Para salir faltaban como dos horas, ellos correrían por todo el jardín hasta el momento de subir al auto y partir al campo a cumplir con el trabajo que les imponía la raza pointer: marcar las piezas, hacerlas volar y cuando él las bajaba, traerlas y entregarlas en su mano, que después de ponerlas en la perdicera, les haría caricias de reconocimiento en la cabeza y recorrería sus largas orejas tocando los perdigones que él mismo había puesto allí con algún tiro apresurado.

El campo era la gloria en esos días tan fríos. Los cascotes de tierra negra tenían como una nieve blanca bordeándolos y se rompían con un ruido seco bajo las botas de cordones pasados por miles de trabas, que la noche anterior había lustrado con el esmero de siempre, y que gracias a eso, lo acompañaron durante toda su vida de cazador. Era muy friolento y salía cubierto de abrigo, guantes, bufanda y la infaltable boina cubriendo su pelada.

Llegarían al campo con el sol apenas despuntando y el frío en su momento más poderoso, pero al rato, la caminata haría que entraran en calor, y entre las pajas bravas que ofrecían nido a las perdices, vivirían su fiesta.

Cazarían hasta el mediodía, pararían para comer algo: chorizos secos con galleta era lo habitual, los perros habían comido un poco a la mañana y los dejaría darse una panzada a la tarde. Además, la excitación les quitaba el hambre y era mejor estar livianos para correr. Era un placer verlos en acción.

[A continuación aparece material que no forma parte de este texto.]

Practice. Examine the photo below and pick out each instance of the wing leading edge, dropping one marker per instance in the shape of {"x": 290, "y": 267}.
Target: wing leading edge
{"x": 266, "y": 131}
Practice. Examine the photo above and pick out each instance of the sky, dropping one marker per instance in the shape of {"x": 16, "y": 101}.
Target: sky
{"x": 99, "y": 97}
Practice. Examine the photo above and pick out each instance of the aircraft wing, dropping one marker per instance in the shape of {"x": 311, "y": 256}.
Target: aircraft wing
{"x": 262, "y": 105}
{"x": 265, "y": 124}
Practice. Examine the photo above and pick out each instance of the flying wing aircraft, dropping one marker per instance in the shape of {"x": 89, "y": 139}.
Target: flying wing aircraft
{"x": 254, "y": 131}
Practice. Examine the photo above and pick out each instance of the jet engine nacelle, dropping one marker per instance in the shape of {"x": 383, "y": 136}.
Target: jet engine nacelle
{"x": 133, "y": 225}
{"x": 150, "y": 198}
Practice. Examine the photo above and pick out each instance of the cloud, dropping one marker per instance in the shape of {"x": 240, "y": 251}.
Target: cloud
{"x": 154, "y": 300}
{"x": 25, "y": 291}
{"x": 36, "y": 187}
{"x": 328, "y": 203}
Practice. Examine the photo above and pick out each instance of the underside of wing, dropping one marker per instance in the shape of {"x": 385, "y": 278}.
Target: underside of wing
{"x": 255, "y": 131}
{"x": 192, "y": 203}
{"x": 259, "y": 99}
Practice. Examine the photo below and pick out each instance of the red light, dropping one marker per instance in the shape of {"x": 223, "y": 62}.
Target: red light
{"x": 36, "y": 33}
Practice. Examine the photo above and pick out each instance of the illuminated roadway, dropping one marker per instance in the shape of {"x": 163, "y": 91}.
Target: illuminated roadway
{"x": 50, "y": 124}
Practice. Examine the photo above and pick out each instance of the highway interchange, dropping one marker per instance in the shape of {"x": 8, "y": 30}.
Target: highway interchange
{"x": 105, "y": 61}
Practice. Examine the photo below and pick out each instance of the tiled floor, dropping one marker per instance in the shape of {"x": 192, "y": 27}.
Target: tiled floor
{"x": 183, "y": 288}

Cuando marcaban una perdiz, levantaban una mano, señalaban el lugar donde estaba, con el hocico, y se quedaban quietos como si fueran de piedra, hasta que él con el silbato les ordenaba hacerla volar, para dispararle al vuelo. Decía que en vuelo tenían oportunidad de salvarse.

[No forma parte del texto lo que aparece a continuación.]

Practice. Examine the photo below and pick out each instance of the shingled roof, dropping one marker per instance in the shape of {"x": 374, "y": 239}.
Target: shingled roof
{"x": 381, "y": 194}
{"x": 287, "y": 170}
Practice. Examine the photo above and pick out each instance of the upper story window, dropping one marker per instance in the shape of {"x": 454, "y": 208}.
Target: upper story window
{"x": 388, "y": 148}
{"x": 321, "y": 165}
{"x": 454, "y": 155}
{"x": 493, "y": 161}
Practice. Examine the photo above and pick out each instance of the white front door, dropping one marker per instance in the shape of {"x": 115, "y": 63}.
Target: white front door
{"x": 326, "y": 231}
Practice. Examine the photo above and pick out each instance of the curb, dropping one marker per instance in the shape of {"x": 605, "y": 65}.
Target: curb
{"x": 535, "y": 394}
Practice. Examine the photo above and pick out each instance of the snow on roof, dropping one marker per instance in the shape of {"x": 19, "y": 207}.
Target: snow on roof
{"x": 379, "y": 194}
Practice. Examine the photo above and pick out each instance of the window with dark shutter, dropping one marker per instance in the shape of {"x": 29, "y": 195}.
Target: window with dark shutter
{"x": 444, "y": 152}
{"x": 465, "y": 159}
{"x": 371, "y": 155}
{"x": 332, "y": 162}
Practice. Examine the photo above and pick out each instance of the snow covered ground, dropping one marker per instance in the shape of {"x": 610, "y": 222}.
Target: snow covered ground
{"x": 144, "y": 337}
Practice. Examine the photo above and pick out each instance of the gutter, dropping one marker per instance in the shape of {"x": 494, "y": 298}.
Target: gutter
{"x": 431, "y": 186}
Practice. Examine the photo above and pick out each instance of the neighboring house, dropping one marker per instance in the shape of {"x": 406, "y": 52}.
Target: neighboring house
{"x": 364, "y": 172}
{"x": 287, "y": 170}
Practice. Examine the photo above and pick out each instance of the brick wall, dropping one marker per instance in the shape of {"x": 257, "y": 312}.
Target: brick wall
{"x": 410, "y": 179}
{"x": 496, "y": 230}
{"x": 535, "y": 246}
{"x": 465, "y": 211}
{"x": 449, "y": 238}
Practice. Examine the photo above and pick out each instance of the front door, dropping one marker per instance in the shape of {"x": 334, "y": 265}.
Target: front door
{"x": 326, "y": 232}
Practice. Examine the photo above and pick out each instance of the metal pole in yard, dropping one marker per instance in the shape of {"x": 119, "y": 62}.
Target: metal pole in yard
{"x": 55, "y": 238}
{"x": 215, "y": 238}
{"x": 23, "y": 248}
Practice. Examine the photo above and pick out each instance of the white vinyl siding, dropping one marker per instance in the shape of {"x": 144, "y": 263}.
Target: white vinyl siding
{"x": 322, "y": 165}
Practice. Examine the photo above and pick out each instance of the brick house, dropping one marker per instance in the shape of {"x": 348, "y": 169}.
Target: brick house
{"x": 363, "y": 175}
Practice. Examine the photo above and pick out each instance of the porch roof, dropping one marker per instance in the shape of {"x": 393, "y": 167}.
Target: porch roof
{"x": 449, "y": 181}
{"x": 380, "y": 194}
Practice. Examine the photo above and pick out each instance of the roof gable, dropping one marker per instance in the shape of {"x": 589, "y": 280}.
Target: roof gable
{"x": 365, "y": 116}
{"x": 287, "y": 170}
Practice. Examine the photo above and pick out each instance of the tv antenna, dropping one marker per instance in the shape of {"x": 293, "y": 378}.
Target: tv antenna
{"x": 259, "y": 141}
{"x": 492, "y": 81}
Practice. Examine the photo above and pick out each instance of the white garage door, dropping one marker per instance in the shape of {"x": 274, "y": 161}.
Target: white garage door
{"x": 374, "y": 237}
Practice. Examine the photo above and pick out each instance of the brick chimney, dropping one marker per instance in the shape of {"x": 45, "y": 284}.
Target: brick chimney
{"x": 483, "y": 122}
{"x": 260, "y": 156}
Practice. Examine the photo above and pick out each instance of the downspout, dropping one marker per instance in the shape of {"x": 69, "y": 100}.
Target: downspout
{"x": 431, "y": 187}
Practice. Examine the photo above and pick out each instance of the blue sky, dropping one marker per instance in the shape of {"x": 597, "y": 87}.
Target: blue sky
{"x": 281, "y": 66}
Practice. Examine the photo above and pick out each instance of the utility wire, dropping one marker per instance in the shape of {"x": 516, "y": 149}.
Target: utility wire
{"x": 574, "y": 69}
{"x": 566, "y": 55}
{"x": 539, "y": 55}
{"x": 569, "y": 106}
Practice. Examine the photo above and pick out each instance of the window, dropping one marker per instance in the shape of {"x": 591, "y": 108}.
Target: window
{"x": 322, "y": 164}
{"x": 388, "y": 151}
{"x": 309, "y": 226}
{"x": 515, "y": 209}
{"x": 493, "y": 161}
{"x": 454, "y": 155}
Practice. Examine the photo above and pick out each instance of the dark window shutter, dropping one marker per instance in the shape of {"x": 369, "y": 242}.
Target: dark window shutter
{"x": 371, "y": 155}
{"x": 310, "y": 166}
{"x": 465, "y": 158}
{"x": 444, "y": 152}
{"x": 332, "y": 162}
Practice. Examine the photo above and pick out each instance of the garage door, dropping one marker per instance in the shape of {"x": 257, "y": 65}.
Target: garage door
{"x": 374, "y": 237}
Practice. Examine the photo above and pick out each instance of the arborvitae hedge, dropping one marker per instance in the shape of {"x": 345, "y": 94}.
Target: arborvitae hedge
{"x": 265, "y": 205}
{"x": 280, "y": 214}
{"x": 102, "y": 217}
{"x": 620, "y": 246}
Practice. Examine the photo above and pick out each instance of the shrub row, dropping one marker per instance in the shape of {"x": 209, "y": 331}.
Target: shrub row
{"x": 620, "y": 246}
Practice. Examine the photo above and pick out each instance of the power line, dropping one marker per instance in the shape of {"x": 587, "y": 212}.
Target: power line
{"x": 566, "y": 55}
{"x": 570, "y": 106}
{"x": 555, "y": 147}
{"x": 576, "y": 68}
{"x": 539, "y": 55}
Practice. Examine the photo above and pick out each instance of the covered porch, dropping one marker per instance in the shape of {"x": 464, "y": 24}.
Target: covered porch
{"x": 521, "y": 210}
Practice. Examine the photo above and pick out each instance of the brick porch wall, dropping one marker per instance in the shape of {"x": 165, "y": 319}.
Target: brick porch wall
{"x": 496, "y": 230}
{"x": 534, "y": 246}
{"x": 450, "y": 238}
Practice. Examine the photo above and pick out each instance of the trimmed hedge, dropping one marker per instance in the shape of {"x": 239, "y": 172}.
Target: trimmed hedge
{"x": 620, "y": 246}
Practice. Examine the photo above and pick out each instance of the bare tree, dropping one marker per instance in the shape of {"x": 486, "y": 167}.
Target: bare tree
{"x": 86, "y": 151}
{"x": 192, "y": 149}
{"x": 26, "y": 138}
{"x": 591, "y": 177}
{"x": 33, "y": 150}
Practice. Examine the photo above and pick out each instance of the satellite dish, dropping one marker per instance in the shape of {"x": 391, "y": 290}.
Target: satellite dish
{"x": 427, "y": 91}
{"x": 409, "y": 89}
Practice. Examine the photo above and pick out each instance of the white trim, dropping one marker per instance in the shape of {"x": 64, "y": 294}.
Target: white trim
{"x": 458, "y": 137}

Después de comer, tomar el té de El Hogar, y despanzar las piezas de la mañana, seguirían cazando toda la tarde mientras los acompañara el sol. Cuando empezara a atardecer volverían los tres al auto, con las perdiceras llenas de animales muertos, colgando del cogote. Si habían tenido un buen día podían llevar a casa 3 o 4 llenas.

El cansancio era enorme. Estaban llenos de abrojos y raspados por los alambres de púas que habían tenido que pasar una y otra vez yendo de un cuadro a otro.

Al volver, paraban en el puesto a agradecer y dejar los caramelos para la señora y los chicos, que siempre los atendían tan bien. Llegando a la casa, sus propios chicos le ayudarían a bajar las cosas, que él acomodaría con paciencia para que estuvieran listas el siguiente domingo.

Antes de eso alimentaría a los perros, los atendería y les agradecería su labor y su compañía. Después del baño llegaría la hora de limpiar las escopetas, una y otra vez hasta que no quedara un rastro de pólvora en los caños, las aceitaría y las guardaría como siempre bajo llave, hasta la siguiente cacería.

Mientras tanto la patrona, la compañera de su vida, la hermosa mujer que el eligió, se ocuparía con los chicos, de acondicionar las perdices en la despensa para que se orearan y después, en la semana, se prepararía con ellas un escabeche como el que comerían ahora en la mesa del comedorcito, mesa de domingo a la noche, rodeada de familia. Las perdices se desarmaban en la boca, junto con las zanahorias y las cebollas, y algún grano de pimienta haría pensar que una munición se había colado, y a veces, una munición, haría pensar que era un grano de pimienta.

Rendido de cansancio, el cuidador daba gracias a Dios por su vida, antes de cerrar sus ojos en la cama caliente. Ese día le daba fuerzas para arremeterle a la semana que venía.